From an iron post, proceed 500m north east to the brook, then 300m east along the brook to the old mill. then go 200m S 15 degrees E to a post on the edge of the road and finally go along the road back to the iron post.

sketch and find the area

pleeasse halp me

### 2 Answers

- LearnerLv 78 years agoFavorite Answer
Please refer Figure 2 in http://www.flickr.com/photos/46256521@N07/

Solution:

i) North East means it is at 45 deg with North as well with East. BP being an altitude, ABP is a right triangle.

<PAB = 45 deg; so AP = BP = 250√2 m

ii) So area of triangle APB = (1/2)*AP*PB = (1/2)*(250√2)*(250√2) = 62500 sq m

iii) Area of rectangle BPQC = BP x PQ = 250√2 x 300 = 75000√2 sq. m ~ 106066 sq m

iv) <QCD = 15 deg [Since at D it moves S15E]

==> CM = 200*cos(15) = 200(√6 + √2)/4 = 50(√6 + √2) m

So DR = MQ = CQ - CM = 250√2 - 50√2 - 50√6 = 200√2 - 50√6 m ~ 160 m

==> MD = QR = 200*sin(15) = 50(√6 - √2) m = 50√6 - 50√2 m

So area of trapezoid CQRD = (1/2)(QR)(CQ + DR) =

(1/2)(50√6 - 50√2)(250√2 + 200√2 - 50√6) = (25√6 - 25√2)(450√2 - 50√6)

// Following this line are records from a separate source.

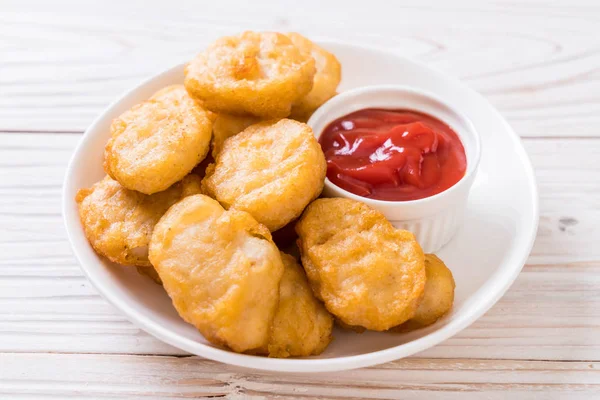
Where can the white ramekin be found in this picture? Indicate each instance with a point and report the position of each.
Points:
(433, 220)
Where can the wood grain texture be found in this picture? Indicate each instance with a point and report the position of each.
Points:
(46, 304)
(64, 61)
(118, 377)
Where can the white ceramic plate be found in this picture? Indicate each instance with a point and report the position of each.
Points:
(485, 256)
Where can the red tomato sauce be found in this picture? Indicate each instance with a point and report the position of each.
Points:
(393, 155)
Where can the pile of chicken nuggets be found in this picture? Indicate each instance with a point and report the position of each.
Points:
(200, 179)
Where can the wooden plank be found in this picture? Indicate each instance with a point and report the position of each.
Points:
(47, 305)
(537, 63)
(118, 377)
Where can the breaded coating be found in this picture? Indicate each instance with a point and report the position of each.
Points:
(151, 273)
(271, 170)
(367, 272)
(438, 296)
(302, 326)
(226, 126)
(221, 270)
(158, 142)
(256, 73)
(326, 80)
(118, 222)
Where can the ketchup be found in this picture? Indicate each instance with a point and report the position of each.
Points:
(393, 155)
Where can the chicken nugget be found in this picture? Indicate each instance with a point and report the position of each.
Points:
(158, 142)
(118, 222)
(271, 170)
(326, 80)
(151, 273)
(438, 296)
(257, 73)
(367, 272)
(221, 270)
(302, 326)
(226, 126)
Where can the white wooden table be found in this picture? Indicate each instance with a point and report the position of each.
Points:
(62, 62)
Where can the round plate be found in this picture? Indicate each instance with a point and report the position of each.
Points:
(485, 256)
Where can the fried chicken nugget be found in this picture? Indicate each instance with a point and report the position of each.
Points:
(150, 273)
(271, 170)
(367, 272)
(158, 142)
(257, 73)
(221, 270)
(438, 296)
(118, 222)
(326, 80)
(226, 126)
(302, 326)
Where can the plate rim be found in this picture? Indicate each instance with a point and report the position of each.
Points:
(329, 364)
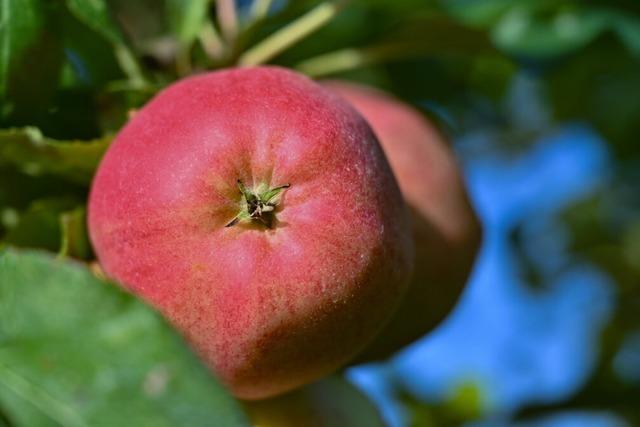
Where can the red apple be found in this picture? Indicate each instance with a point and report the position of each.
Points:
(446, 230)
(257, 211)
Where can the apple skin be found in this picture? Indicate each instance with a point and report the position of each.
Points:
(446, 230)
(267, 309)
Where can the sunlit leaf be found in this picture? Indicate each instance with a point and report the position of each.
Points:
(36, 155)
(75, 351)
(30, 57)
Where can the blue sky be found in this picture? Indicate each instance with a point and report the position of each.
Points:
(517, 344)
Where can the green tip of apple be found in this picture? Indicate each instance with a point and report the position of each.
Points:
(258, 205)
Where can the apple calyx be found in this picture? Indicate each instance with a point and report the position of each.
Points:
(258, 204)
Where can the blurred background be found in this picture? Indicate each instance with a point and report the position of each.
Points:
(540, 98)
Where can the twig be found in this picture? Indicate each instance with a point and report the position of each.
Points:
(287, 36)
(227, 19)
(210, 40)
(260, 9)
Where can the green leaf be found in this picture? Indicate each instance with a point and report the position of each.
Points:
(75, 351)
(186, 18)
(36, 155)
(38, 226)
(96, 15)
(329, 402)
(30, 57)
(74, 235)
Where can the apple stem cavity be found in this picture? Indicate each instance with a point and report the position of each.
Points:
(258, 205)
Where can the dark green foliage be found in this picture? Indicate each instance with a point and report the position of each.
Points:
(76, 351)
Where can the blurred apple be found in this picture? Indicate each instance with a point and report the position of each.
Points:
(446, 230)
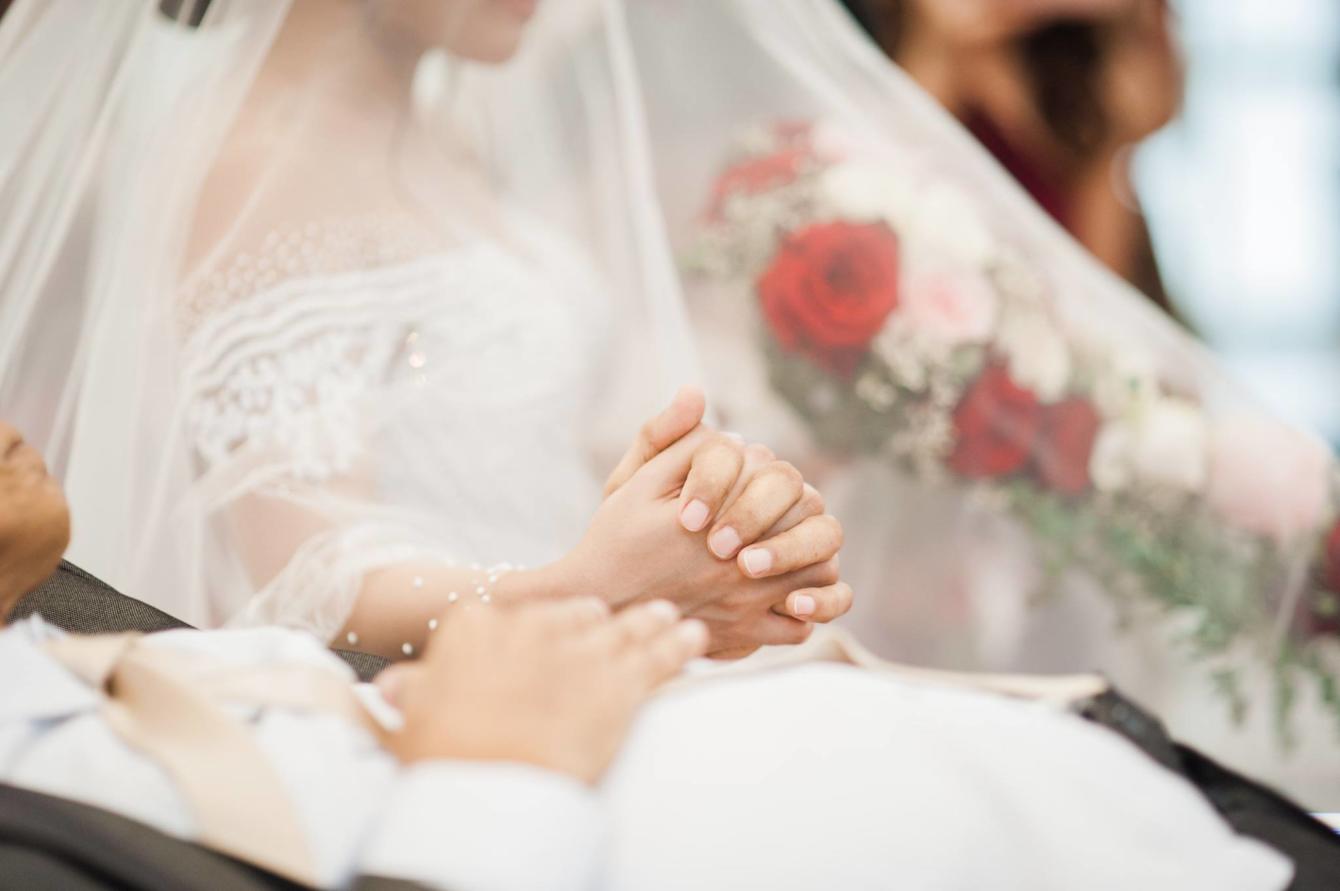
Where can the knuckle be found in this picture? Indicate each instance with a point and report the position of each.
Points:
(834, 529)
(759, 453)
(785, 474)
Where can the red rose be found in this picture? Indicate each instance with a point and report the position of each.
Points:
(997, 424)
(756, 176)
(1065, 444)
(830, 290)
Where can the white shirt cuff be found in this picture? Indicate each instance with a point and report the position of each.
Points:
(465, 826)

This equals nearly 13301 sq. m

v) From the figure, AR = AP + PQ + QR = 250√2 + 300 + 50√6 - 50√2

= 200√2 + 50√6 + 300 ~ 705 m

So area of triangle ARD = (1/2)(AR)(DR) = (1/2)(705)(160) = 56400 sq. m

vi) Hence of the above, ar ABCD = 62500 + 106066 + 13301 - 56400 = 125467 sq. m

So area is nearly 124567 sq. m

Note: Errors in computation is not ruled out.

Source(s): http://www.flickr.com/photos/46256521@N07/ - 8 years ago
Is there some picture that we could use? 500m North East? How many degrees? Is that X degrees North of East or X degrees East of North. Be specific.